For Everyman album cover

Jackson Browne, For Everyman

Asylum, 1973, rock

B, 1966: Enjoyed this one. Reminds me of riding shotgun as a kid in my dad’s Audi Quattro while we tore down logging roads like we were in a World Rally Championship & steelhead fishing biathlon. A JB cassette providing the soundtrack. Best track has to be “Take It Easy”.

C, 2002: I love this record. Knew a few of the songs on it beforehand and I like browne’s writing a lot. Great record.

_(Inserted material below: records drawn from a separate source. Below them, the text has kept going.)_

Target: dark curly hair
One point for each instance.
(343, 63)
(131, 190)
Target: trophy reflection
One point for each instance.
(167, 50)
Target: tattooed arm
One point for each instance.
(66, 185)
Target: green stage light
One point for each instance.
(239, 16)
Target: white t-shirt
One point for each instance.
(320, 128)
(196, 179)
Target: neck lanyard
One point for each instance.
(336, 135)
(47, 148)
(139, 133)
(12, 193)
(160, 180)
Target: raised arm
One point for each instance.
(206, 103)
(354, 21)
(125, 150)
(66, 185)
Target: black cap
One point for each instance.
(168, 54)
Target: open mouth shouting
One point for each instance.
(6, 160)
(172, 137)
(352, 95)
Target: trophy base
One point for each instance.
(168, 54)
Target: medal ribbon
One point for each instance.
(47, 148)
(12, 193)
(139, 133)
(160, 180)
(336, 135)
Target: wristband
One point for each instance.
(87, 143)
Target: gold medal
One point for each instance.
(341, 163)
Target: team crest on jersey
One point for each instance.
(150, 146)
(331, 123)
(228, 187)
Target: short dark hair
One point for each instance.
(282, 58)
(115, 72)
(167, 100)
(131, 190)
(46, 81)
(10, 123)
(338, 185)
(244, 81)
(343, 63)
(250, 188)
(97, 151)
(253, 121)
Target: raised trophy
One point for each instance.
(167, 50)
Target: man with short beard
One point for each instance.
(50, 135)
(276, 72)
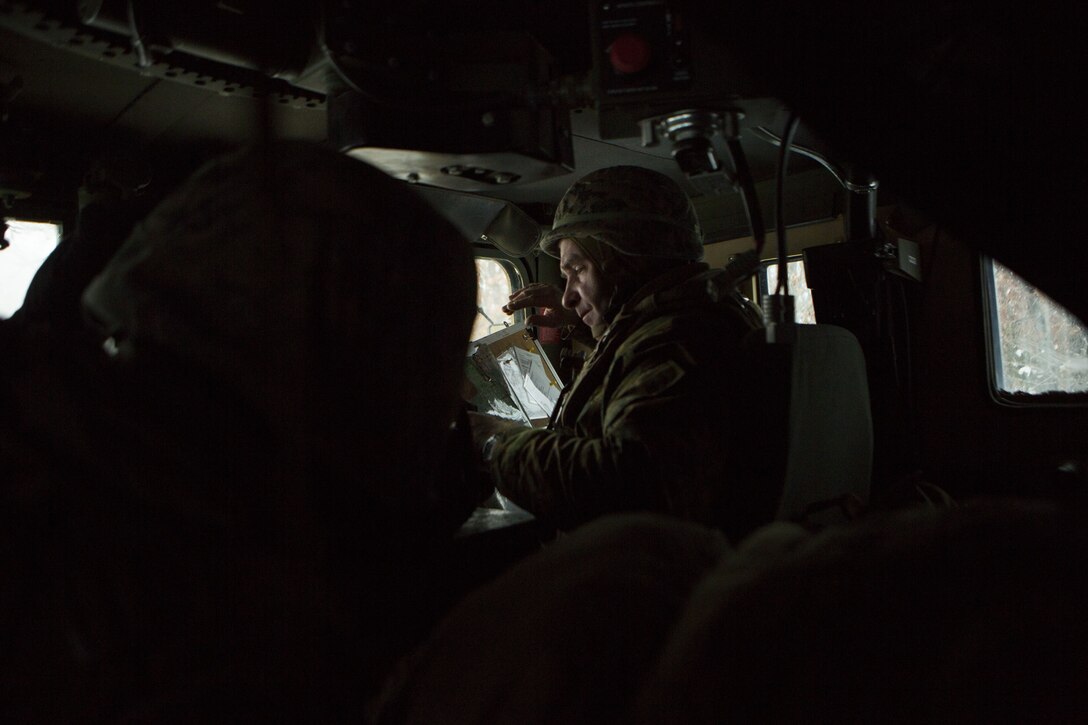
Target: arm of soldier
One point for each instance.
(569, 478)
(547, 300)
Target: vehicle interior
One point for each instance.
(916, 168)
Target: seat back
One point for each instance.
(814, 420)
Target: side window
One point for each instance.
(804, 311)
(27, 246)
(1038, 352)
(496, 279)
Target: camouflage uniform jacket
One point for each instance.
(650, 421)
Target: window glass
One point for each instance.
(29, 244)
(1036, 346)
(495, 281)
(804, 311)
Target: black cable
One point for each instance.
(783, 156)
(748, 193)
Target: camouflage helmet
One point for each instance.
(634, 210)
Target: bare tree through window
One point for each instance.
(1040, 346)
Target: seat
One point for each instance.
(813, 410)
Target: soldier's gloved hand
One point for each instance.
(547, 299)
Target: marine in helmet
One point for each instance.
(648, 421)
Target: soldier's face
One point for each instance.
(586, 291)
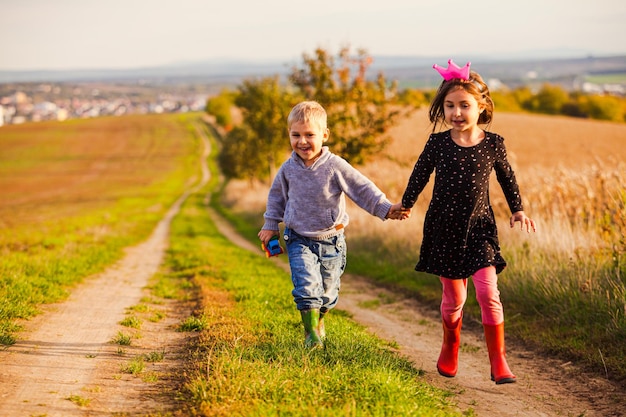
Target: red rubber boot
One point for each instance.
(448, 362)
(494, 337)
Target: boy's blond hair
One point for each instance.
(308, 112)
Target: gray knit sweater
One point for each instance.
(310, 200)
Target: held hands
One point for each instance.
(525, 221)
(266, 235)
(397, 212)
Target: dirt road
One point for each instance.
(545, 387)
(66, 366)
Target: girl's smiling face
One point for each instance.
(461, 110)
(307, 140)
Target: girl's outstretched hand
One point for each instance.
(525, 221)
(397, 212)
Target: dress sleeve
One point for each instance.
(506, 178)
(422, 170)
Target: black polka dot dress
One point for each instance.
(460, 235)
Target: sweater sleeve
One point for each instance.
(361, 189)
(276, 201)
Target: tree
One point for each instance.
(360, 111)
(252, 149)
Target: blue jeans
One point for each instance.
(316, 269)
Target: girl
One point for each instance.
(460, 236)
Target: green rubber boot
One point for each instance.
(311, 321)
(321, 329)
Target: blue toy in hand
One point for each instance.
(273, 247)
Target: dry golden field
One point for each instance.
(52, 170)
(568, 170)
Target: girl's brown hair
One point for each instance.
(474, 86)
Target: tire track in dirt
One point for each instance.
(66, 353)
(545, 387)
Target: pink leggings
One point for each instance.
(487, 294)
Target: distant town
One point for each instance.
(71, 95)
(36, 102)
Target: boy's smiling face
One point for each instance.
(307, 140)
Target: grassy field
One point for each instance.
(75, 194)
(564, 290)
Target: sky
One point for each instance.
(123, 34)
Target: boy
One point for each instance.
(308, 196)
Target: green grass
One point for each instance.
(250, 358)
(86, 229)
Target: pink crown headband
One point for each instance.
(453, 71)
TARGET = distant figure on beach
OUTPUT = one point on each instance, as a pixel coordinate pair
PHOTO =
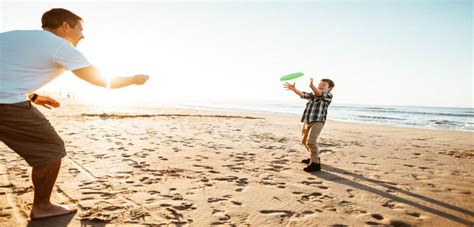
(30, 59)
(314, 117)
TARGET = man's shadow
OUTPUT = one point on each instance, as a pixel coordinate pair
(58, 221)
(328, 174)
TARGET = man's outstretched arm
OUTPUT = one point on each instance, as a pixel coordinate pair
(93, 76)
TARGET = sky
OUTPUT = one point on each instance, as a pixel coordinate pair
(378, 52)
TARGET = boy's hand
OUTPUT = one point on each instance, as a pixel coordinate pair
(140, 79)
(46, 102)
(289, 86)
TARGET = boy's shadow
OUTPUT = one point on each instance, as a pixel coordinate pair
(328, 174)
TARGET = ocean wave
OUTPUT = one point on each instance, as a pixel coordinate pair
(381, 118)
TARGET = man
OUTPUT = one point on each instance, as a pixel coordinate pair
(28, 61)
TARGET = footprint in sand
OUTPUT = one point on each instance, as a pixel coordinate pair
(377, 216)
(281, 213)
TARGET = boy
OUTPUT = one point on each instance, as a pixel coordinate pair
(314, 117)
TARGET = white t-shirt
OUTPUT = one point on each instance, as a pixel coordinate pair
(30, 59)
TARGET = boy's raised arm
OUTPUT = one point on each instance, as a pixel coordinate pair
(292, 87)
(316, 91)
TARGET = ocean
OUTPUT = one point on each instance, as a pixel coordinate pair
(442, 118)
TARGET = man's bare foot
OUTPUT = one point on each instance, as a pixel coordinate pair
(52, 211)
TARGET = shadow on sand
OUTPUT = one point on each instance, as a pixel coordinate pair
(57, 221)
(328, 173)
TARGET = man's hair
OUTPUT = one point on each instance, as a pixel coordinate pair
(330, 82)
(56, 17)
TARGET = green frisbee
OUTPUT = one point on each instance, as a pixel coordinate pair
(291, 76)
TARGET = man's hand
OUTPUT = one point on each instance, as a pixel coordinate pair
(140, 79)
(289, 86)
(46, 101)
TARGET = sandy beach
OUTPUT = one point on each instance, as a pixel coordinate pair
(200, 168)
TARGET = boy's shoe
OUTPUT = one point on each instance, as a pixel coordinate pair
(313, 167)
(306, 161)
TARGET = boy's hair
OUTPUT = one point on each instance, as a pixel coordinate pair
(330, 82)
(55, 17)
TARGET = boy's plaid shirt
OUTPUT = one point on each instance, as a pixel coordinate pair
(317, 107)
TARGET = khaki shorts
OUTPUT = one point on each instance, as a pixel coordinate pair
(26, 131)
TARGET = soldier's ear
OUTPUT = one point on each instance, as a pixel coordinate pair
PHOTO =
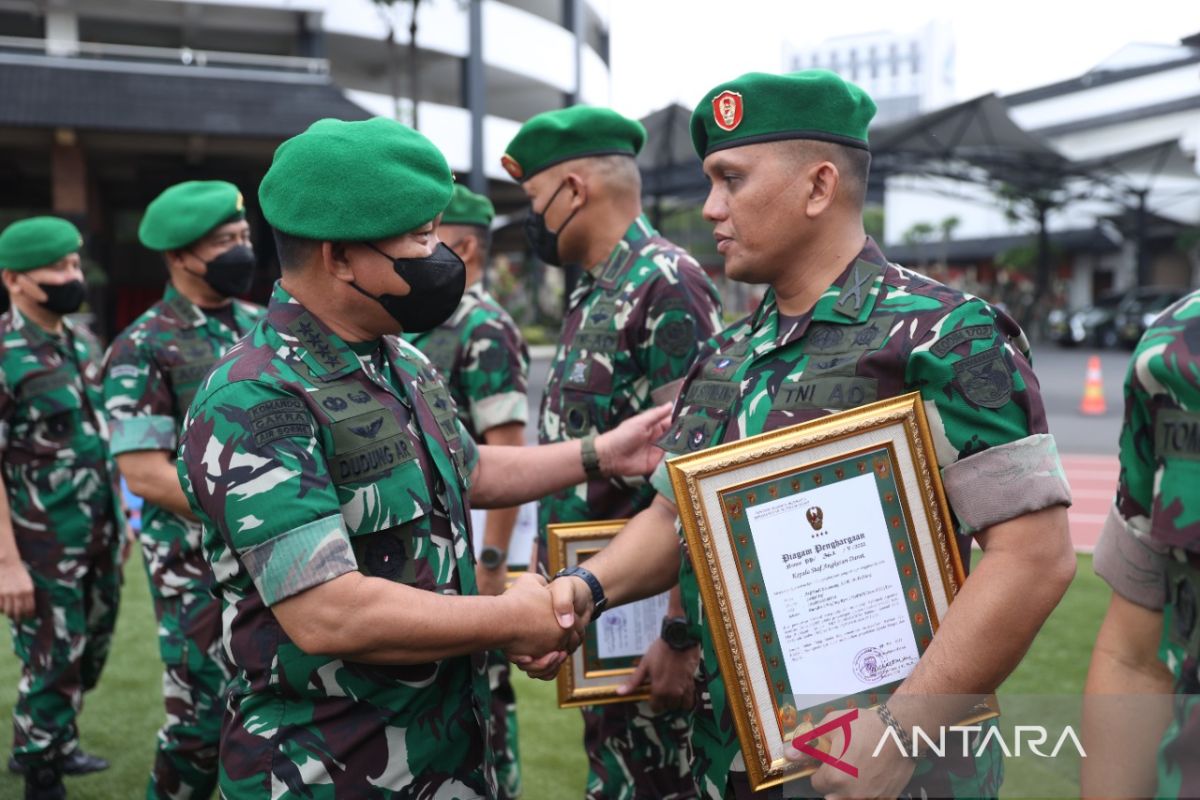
(335, 259)
(579, 187)
(823, 180)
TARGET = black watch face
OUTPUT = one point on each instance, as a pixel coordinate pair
(676, 635)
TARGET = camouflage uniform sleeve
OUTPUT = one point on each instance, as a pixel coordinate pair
(5, 411)
(495, 376)
(682, 310)
(660, 479)
(1126, 555)
(138, 401)
(997, 457)
(253, 471)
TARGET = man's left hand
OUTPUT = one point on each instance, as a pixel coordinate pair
(491, 582)
(879, 776)
(671, 675)
(630, 447)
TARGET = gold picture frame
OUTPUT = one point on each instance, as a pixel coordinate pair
(786, 471)
(613, 644)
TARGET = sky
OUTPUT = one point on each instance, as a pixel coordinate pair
(667, 50)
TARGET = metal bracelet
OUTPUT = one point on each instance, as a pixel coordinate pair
(591, 457)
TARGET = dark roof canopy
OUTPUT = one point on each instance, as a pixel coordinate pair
(153, 102)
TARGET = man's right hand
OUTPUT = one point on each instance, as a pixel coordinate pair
(16, 591)
(539, 638)
(571, 602)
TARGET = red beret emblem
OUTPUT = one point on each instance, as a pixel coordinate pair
(727, 109)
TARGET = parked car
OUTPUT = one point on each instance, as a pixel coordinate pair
(1139, 310)
(1087, 325)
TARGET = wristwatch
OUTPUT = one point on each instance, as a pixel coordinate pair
(599, 602)
(492, 558)
(675, 632)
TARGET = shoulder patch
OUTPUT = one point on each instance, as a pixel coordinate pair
(280, 419)
(984, 378)
(954, 338)
(677, 337)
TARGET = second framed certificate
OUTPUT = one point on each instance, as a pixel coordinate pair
(615, 643)
(826, 557)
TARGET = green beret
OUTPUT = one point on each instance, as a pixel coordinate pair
(37, 241)
(468, 209)
(762, 107)
(576, 132)
(186, 212)
(355, 181)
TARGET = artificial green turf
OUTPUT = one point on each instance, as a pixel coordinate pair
(121, 716)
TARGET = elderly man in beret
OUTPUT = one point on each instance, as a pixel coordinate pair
(633, 328)
(151, 372)
(328, 464)
(60, 524)
(485, 364)
(787, 157)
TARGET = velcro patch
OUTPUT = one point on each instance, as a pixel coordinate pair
(712, 394)
(984, 378)
(829, 391)
(1177, 434)
(954, 338)
(280, 419)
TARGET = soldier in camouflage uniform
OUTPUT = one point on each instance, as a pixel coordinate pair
(60, 530)
(327, 461)
(1150, 553)
(840, 326)
(151, 373)
(485, 362)
(633, 326)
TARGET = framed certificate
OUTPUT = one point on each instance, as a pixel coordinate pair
(613, 644)
(826, 557)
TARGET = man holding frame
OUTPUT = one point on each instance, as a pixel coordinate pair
(840, 326)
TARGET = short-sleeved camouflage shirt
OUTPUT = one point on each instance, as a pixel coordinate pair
(483, 359)
(1150, 548)
(634, 325)
(306, 459)
(58, 473)
(879, 331)
(151, 373)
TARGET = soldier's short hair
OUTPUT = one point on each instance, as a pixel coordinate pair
(293, 251)
(853, 163)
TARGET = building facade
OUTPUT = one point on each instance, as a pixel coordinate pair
(106, 102)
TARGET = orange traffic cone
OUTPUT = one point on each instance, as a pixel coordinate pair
(1093, 390)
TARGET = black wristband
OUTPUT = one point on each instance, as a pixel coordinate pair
(599, 602)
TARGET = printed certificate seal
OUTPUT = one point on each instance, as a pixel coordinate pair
(869, 666)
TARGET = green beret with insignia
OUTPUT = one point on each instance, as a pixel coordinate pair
(577, 132)
(37, 241)
(189, 211)
(355, 181)
(468, 209)
(762, 107)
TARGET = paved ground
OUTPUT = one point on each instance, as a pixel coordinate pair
(1087, 444)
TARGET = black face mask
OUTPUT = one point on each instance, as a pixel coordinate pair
(541, 239)
(436, 286)
(63, 298)
(232, 272)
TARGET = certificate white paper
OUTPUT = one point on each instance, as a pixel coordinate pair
(834, 590)
(627, 631)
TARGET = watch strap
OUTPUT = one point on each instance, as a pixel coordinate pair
(599, 602)
(591, 457)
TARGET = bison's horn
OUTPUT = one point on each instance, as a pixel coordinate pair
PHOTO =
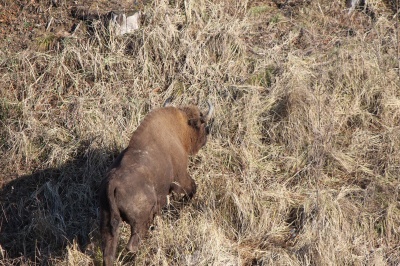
(210, 110)
(167, 102)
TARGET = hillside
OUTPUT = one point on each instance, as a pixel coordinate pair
(303, 163)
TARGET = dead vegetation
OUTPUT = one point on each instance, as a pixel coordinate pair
(302, 167)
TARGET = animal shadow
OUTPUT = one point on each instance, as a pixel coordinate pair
(43, 212)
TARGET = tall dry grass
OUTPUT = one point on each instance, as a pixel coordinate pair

H, 1951: While this may not be a perfect album, it is awfully damned good, and probably deserves a higher ranking on this list. Accompaniment includes David Crosby, Glenn Frey, Don Henley and Bonnie Raitt providing vocals, Jim Keltner and Russ Kunkel on drums, Sneaky Pete on pedal steel, David Lindley on a whole roomful of stringed instruments, Joni Mitchell and Elton John on piano, Spooner Oldham and Bill Payne on keyboards, Leland Skar on bass — and I’m probably overlooking a few luminaries, even at that. But even without all the name-dropping, it’s easy to hear that the vocals and instrumentation are nothing short of sublime. And while you could call the song collection a bit uneven — a few tracks are only very good, and not great — it seems a bit niggling to subtract so many points for that. The title song was written as a response to the song “Wooden Ships,” and listening attentively to both songs will provide you with a world of context about what was going on in the early seventies. That title song, along with “Take It Easy,” “I Thought I Was a Child,” “These Days” and “Red Neck Friend” are among the indisputably great cuts on the album.